His brother and business partner, Alexander Stewart, served three terms in the U.S. House of Representatives.

==Early life==
John Stewart was born in Fredericton, New Brunswick, in Canada. At the time of his birth, Canada was still a colony of the United Kingdom. He was raised on his father's farm in York County, New Brunswick, and received a common school education. The area was heavily forested, and Stewart learned about logging and rafting timber in his teenage years.

==Lumber business==
In 1848, Stewart emigrated to the United States, settling first at St. Charles, Illinois. He worked there for about a year before he was joined by his younger brother, Alexander. Hearing of logging prospects in Wisconsin, the two of them hiked north. They walked from Milwaukee to Stevens Point, then from Stevens Point north to what is now Wausau, Wisconsin, arriving on May 4, 1849.

At the time this was a wild frontier, part of Portage County, Wisconsin, which then comprised a vast swath of northern Wisconsin. Shortly after his arrival, Marathon County was carved out of the area surrounding Wausau.

He and his brother went to work in a saw mill, cutting lumber that had been harvested from the nearby forests. Like many other lumbermen of that era, they took their wages in lumber and ran the slabs down the Wisconsin River to the Mississippi River, and on to St. Louis, to sell it at market. They built up enough savings from these trips that they were able to begin purchasing lumber from other lumberworkers in Wausau, which they would then raft down the river with their own lumber to sell for a profit. Through this process, they accumulated enough money to start their own logging company, known as the A. & J. Stewart Lumber Co. Their company grew and prospered. In their earlier years, they formed a close friendship with Walter D. McIndoe, and frequently cut their lumber at his mill. After his death in 1872, they purchased his mill and incorporated it into their growing enterprise. In that transaction, they also took on a third partner, McIndoe's nephew Walter Alexander.

John Stewart eventually left Wisconsin and settled a farm in Illinois, though he maintained his share of ownership in their business. Alexander remained in Wausau and managed the company for the rest of his life. In 1884, the firm re-incorporated as the Alexander Stewart Lumber Company, with Alexander Stewart as president, John Stewart as vice president, and Walter Alexander as secretary and treasurer.

In Illinois, he became invested in a bank under the firm name Bowman, Warne & Stewart. In 1899 he bought out his partners, in partnership with his son and another partner, E. F. Goodell. The bank was afterwards run as John Stewart & Co.

==Political career==
John Stewart was elected to the Illinois House of Representatives on the Republican Party ticket in 1884 and was re-elected in 1886. He was subsequently elected to a third term in 1898.

==Personal life and family==
John Stewart was the eldest of six children born to Thomas and Jane (' Moody) Stewart. Both of Stewart's parents were born in Scotland, they also emigrated from Canada to the United States, settling in Kane County, Illinois. John Stewart's younger brother and business partner, Alexander Stewart, served three terms in the U.S. House of Representatives and also became a millionaire through their business.

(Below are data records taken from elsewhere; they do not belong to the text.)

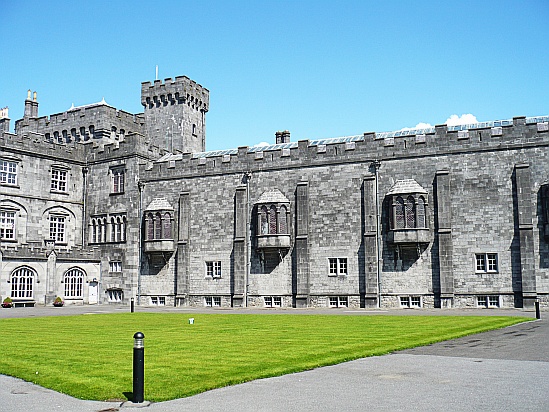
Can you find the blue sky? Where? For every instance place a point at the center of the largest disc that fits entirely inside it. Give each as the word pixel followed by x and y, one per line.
pixel 317 68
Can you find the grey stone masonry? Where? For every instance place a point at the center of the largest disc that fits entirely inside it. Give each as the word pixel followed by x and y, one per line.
pixel 369 289
pixel 301 245
pixel 443 238
pixel 526 233
pixel 131 206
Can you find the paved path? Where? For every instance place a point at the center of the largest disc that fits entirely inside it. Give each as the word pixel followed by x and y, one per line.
pixel 504 370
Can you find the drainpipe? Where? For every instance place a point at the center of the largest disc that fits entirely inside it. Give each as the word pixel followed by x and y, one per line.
pixel 85 171
pixel 140 186
pixel 248 235
pixel 377 164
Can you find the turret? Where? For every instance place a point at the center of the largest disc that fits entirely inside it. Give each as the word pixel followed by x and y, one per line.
pixel 175 114
pixel 4 120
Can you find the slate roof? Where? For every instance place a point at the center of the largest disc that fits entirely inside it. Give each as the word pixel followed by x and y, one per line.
pixel 159 203
pixel 406 186
pixel 272 196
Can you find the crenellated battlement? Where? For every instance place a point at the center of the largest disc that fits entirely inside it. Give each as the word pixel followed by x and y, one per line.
pixel 439 140
pixel 182 90
pixel 83 123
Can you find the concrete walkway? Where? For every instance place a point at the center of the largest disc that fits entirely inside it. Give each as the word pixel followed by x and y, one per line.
pixel 504 370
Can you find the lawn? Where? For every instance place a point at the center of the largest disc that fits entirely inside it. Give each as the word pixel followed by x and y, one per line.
pixel 90 356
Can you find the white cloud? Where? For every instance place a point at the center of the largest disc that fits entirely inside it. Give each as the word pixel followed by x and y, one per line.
pixel 418 126
pixel 455 120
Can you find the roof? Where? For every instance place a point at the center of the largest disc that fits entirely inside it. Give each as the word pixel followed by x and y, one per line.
pixel 272 196
pixel 159 203
pixel 406 186
pixel 357 138
pixel 101 103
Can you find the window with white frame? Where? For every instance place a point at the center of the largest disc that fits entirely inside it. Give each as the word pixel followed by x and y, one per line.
pixel 213 269
pixel 58 180
pixel 410 301
pixel 118 180
pixel 488 301
pixel 272 301
pixel 22 283
pixel 158 300
pixel 7 224
pixel 339 301
pixel 486 262
pixel 115 295
pixel 337 266
pixel 115 266
pixel 74 281
pixel 212 301
pixel 57 228
pixel 8 172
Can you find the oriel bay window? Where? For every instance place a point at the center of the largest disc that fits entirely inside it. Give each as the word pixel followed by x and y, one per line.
pixel 408 220
pixel 158 227
pixel 273 216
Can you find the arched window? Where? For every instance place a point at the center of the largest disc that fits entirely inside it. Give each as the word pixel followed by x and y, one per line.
pixel 264 223
pixel 22 283
pixel 94 231
pixel 410 211
pixel 113 230
pixel 157 226
pixel 73 281
pixel 272 221
pixel 283 222
pixel 399 213
pixel 150 226
pixel 167 226
pixel 420 210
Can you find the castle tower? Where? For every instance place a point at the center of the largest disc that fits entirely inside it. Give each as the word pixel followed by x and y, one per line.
pixel 175 114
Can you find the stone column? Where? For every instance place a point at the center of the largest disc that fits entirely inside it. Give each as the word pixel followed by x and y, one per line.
pixel 526 234
pixel 301 246
pixel 444 237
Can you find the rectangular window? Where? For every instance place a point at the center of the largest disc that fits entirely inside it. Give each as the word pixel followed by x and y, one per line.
pixel 57 228
pixel 339 301
pixel 114 295
pixel 212 301
pixel 491 301
pixel 7 225
pixel 410 301
pixel 58 180
pixel 337 266
pixel 118 181
pixel 158 300
pixel 486 262
pixel 213 269
pixel 8 172
pixel 272 301
pixel 115 266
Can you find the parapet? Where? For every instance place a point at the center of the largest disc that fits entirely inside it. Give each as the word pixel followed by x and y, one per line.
pixel 518 132
pixel 180 90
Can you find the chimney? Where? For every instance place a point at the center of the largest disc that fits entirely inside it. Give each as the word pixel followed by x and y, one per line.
pixel 282 137
pixel 4 120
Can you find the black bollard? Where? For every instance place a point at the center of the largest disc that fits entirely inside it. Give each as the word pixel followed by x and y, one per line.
pixel 138 367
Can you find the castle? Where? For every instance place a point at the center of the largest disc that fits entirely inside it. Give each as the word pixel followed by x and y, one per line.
pixel 100 206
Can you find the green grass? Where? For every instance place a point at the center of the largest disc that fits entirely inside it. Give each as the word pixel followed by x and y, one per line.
pixel 90 356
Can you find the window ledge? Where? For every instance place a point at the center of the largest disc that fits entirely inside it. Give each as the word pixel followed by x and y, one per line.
pixel 273 241
pixel 419 235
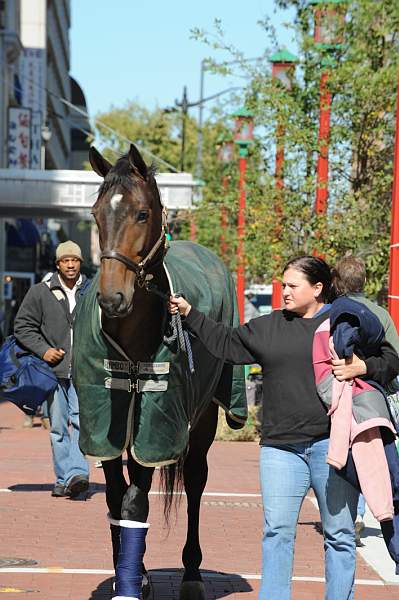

On October 20, 1857, John Stewart married Martha A. Thomas. They had five children together, though one died in childhood. Their son, Thomas B. Stewart, managed his father's bank. Their youngest daughter, Nellie, married John's a brother of John's business partner Walter Alexander.

After his brother's death in 1912, John began giving away a large amount of his money. He gave away more than $1,500,000 in charitable donations between 1913 and his death in 1915 (more than $46 million adjusted for inflation to 2024). John Stewart died at his daughter's home in Aurora, Illinois, on March 26, 1915.